Untitled Document

Artikel

Terapi Hormon, Harapan Wanita Kurus untuk Hamil

Tubuh yang terlalu kurus merupakan salah satu faktor yang menyulitkan terjadinya kehamilan pada seorang wanita. Untuk mempermudah kehamilan biasanya dokter akan menyarankan terapi kesuburan. Kini sebuah terapi mungkin dapat membantu wanita yang terlalu kurus untuk bisa hamil.

Peneliti menemukan terapi hormon yang bertujuan untuk membantu wanita dengan gaya hidup sangat aktif atau memiliki tubuh untuk terlalu kurus. Terapi ini juga cocok bagi atlet wanita yang terbiasa berolahraga keras.

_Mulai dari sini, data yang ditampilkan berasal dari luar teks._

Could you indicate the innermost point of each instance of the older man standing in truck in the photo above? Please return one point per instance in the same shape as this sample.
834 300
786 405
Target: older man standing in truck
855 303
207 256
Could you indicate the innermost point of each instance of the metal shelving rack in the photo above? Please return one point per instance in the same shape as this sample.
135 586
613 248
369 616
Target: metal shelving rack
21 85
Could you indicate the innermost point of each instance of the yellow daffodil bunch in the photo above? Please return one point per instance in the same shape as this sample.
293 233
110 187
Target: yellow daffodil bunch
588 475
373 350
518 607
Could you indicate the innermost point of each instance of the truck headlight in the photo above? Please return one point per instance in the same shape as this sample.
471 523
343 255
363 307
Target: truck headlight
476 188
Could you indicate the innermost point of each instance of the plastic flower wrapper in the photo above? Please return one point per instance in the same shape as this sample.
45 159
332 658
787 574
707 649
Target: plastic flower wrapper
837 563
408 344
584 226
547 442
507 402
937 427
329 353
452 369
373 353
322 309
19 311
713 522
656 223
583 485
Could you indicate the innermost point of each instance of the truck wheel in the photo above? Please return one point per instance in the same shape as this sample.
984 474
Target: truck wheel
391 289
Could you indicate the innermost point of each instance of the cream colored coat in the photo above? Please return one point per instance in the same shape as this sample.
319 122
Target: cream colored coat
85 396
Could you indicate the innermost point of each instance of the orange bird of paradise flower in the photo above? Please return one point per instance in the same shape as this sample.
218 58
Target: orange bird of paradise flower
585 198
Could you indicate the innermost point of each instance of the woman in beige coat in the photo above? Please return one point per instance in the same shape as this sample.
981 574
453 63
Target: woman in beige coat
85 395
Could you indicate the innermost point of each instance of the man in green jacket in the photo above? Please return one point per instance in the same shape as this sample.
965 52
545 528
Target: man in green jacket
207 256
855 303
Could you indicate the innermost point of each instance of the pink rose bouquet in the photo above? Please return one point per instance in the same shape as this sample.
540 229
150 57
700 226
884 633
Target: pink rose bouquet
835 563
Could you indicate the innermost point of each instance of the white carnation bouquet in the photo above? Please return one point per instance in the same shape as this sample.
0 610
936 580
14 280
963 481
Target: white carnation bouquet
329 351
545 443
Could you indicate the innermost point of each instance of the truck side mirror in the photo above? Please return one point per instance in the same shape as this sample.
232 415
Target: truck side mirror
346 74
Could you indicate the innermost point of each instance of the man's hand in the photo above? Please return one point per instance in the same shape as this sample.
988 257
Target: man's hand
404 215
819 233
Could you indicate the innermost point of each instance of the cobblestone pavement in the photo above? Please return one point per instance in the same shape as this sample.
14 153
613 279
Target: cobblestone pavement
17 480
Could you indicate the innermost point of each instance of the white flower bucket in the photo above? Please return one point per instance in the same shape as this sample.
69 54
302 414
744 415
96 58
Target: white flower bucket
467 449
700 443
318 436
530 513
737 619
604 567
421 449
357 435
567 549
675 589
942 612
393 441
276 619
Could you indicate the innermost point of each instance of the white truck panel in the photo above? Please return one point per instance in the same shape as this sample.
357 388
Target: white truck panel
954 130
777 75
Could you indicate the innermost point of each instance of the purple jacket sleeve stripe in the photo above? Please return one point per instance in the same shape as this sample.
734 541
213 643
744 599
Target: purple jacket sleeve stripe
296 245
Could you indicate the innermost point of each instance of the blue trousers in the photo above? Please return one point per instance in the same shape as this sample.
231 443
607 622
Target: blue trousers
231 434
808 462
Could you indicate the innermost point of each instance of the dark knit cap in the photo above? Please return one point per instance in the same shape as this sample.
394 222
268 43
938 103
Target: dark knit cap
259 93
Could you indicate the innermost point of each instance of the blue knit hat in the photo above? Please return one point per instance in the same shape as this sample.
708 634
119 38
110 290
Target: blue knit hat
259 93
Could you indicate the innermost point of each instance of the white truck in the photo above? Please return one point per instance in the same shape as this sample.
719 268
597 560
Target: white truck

Salah satu syarat untuk dapat hamil secara sehat adalah berat badan yang ideal. Dengan kata lain, wanita yang terlalu yang kurus atau terlalu gemuk lebih sulit untuk hamil. Bahkan sebuah studi asal Chicago, Amerika Serikat, menunjukkan tubuh yang terlalu kurus justru lebih sulit untuk hamil.

Faktanya, ada beberapa kelompok wanita yang diharuskan memiliki tubuh kurus atas alasan profesi yang ditekuninya. Misalnya balerina atau pesenam yang perlu mengurangi sebagian besar massa lemak tubuhnya dengan diet dan latihan intensif.

Tubuh mereka kemudian secara alami mengalihkan energi yang seharusnya dimanfaatkan untuk sistem reproduksi untuk beraktivitas fisik. Akhirnya, wanita-wanita ini sering tidak mengalami menstruasi sehingga sulit untuk mereproduksi secara alami.

Dalam terapi baru tersebut, dokter menyuntikkan hormon kisspeptin untuk membantu proses reproduksi tanpa perlu bagi wanita aktif untuk menghentikan latihan intensif mereka.

Salah satu dokter yang terlibat dalam penelitian ini, Channa Jayasena dari Imperial College London, mengatakan, dalam waktu singkat infusi kisspeptin akan mengembalikan dorongan luteinising hormone (LH) yang penting bagi kesuburan wanita. "Sehingga kehamilan lebih mungkin terjadi, tanpa melakukan prosedur yang lebih mahal seperti bayi tabung," ujarnya.

Kendati demikian, teknik ini dikritik atas kekhawatiran penggunaannya pada wanita yang terlalu kurus akibat anoreksia (gangguan makan). Pasalnya, wanita yang kurus karena gangguan ini tidak memiliki pola makan yang sehat sehingga cenderung kekurangan gizi. Padahal kehamilan yang sehat membutuhkan gizi yang baik bagi sang ibu dan janinnya.